As a libertarian, most of what United States President Donald Trump is doing can’t be championed, whether it is foreign or trade policy. The only enjoyment that a libertarian can get is his treatment of the mainstream media, which is both comical and a form of karma (remember how they treated Ron Paul in 2008 and 2012).
Right now, the Trump administration wants to slap a 20% tariff on Canadian lumber.
The media claim that this is bad for Canadians because we’ll be the ones paying for it. However, if you understand the regressive nature of tariffs and protectionism, it is usually the importing nation that suffers the most from this initiative.
Here is an excerpt:
If Canadian companies could sell the Americans a cheaper product then what’s the big deal?
One of the fallacies behind this move – and, in a broader sense, protectionism – is that exporters are impacted the most by tariffs. This is incorrect. The president’s 20% lumber tax will not be paid for by the Canadian lumber industry, but rather by American lumber-buying companies and homebuyers.
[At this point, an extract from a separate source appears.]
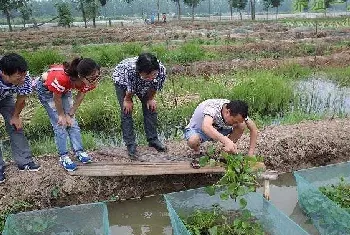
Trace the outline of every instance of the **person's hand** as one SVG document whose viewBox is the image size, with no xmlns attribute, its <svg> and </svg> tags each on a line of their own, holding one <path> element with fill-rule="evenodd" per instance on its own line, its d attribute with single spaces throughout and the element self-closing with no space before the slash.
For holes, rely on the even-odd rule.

A high-cost domestic industry would welcome a tariff because it protects it from low-cost foreign competition. This is a trade policy that makes a country poorer by raising prices, destroying jobs and increasing taxes for Americans, all in the name of protecting domestic producers.
The administration may believe that it is creating, protecting or saving jobs in the lumber industry. However, the president’s import tax will have a greater effect in other US industries, particularly in construction, where there are thirty-two construction workers employed in homebuilding for every one worker in logging, lumber and wood production combined, according to the American Enterprise Institute (AEI). The tariff would increase housing prices, slow homebuilding and lay off thousands of construction workers.
Simply put: Trump placed a 20% tariff on the American people.